Another favourite melds the mountains of the Dolomites with a memory of a Derbyshire dry stone wall.

He believes art is for everyone. "It's not about how good you are or what you can achieve and get exhibitions and whatever it is — everybody can paint."

News imageMurray Close/Getty Images An actor with long brown hair holds a cat in one hand and a lantern in the other inside a medieval castle, with stone walls and a leaded window behind him. He is dressed in a brown waistcoat, jacket and trousers and has a frown on his face.Murray Close/Getty Images
The actor is famed for playing the unpleasant Hogwarts caretaker Argus Filch in the Harry Potter film franchise

The thespian likens his teacher's encouragement to that of the best directors.

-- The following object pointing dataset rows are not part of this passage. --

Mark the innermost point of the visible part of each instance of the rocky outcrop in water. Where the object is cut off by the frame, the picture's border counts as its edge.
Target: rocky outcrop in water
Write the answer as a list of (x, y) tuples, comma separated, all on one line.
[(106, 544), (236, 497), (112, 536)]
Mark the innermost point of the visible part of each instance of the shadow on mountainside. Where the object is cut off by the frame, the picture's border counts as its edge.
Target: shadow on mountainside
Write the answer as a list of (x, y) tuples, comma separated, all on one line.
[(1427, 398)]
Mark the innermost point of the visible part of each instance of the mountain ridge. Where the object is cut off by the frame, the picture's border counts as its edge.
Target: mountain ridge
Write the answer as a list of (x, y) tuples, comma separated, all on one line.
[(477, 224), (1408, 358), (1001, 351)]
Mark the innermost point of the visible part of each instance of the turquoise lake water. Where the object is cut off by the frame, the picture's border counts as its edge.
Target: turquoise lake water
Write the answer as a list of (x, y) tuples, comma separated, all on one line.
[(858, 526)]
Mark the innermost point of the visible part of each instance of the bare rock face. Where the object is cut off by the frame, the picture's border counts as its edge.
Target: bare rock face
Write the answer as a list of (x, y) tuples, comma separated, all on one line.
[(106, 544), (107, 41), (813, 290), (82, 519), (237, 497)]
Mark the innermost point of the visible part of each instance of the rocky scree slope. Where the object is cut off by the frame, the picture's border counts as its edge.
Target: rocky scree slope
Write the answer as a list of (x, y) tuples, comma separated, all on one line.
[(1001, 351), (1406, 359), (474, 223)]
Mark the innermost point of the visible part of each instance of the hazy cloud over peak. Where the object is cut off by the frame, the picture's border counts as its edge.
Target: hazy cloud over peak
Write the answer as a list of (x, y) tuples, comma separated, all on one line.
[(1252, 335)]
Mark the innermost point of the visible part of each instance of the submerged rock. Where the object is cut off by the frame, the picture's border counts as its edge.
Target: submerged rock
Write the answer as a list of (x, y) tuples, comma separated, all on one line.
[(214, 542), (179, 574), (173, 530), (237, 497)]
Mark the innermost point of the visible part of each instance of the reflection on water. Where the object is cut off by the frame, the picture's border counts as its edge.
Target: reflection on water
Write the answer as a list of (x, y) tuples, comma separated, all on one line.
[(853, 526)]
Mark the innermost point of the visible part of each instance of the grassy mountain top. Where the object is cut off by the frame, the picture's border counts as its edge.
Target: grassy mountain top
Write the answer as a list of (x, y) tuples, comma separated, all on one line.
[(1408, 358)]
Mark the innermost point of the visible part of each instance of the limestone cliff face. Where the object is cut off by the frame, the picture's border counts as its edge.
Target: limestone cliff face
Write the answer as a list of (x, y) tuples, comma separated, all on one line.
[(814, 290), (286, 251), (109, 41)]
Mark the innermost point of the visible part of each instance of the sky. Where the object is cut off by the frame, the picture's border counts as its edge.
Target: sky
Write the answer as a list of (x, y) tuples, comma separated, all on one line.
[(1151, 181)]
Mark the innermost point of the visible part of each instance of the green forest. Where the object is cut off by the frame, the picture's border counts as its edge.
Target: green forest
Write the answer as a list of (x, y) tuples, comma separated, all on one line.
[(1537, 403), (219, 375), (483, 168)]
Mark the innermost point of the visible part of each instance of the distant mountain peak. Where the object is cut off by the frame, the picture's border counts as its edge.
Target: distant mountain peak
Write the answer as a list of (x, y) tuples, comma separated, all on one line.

"They're not there to teach me how to act. They're the same as what Lynne does.

"They're there to... see what you bring to the table and bring out the best in you and show you how to make the most of the possibilities that are there."

He showed his paintings in public for the first time earlier this year, as part of an exhibition of Gougeon's students' work.

"We had hundreds and hundreds of people come over the month and everybody smiled," she said, adding her famous student even had a couple of offers.

"Several people were very interested in buying, I think the stone wall one, and then there was a lovely abstract piece."

"I don't really want to do that, because you get quite attached to stuff," Bradley said, but added he was "so chuffed" to be part of it.

News imageGetty Images An elderly man with white hair brushed back poses in black tie on a red carpet in front of a white backdrop with images of golden statuettes on it.Getty Images
Bradley, pictured at the 2023 Academy Awards in Los Angeles, California, has had to skip art lessons when duty calls

While Gougeon said she would "love to get David's work back on the wall" at some point, for now the actor is happy for his children to hang his art in their homes, and shares a gallery wall in his conservatory with his 10-year-old granddaughter.

"It's just brought something that I've found I love doing and it stretches me," he said.

"Anybody who takes up painting or anything, sculpture or whatever, you can never claim to be bored.

"Sometimes I've got up at three o'clock in the morning, and I'll go downstairs and just add some touches, and look at it next morning, now, 'I shouldn't have had that second, third glass of wine', rub it out, do something else.

"But it's a constantly evolving thing. And I think the hardest thing for me to do is to know when to let go and say that's finished."

News imageA man with greying hair tied back sits at a table with a painting of a red balloon on front of him. He is holding a paintbrush and smiling at the camera.
"You can never claim to be bored," Bailey said of his love of painting

The pair have now become firm friends, with Gougeon describing their lessons as "highly entertaining" as she is regaled with behind-the-scenes tales.

"He'll refer to Judy or Charles or Tom Hanks but that's his life... the stories are absolutely brilliant and the voices are brilliant as well."

His real-life persona could not be further from some of the unpleasant characters he has portrayed on screen, she adds.

"He's just so full of life and full of stories, and the most genuine, lovely person you could ever meet," she said.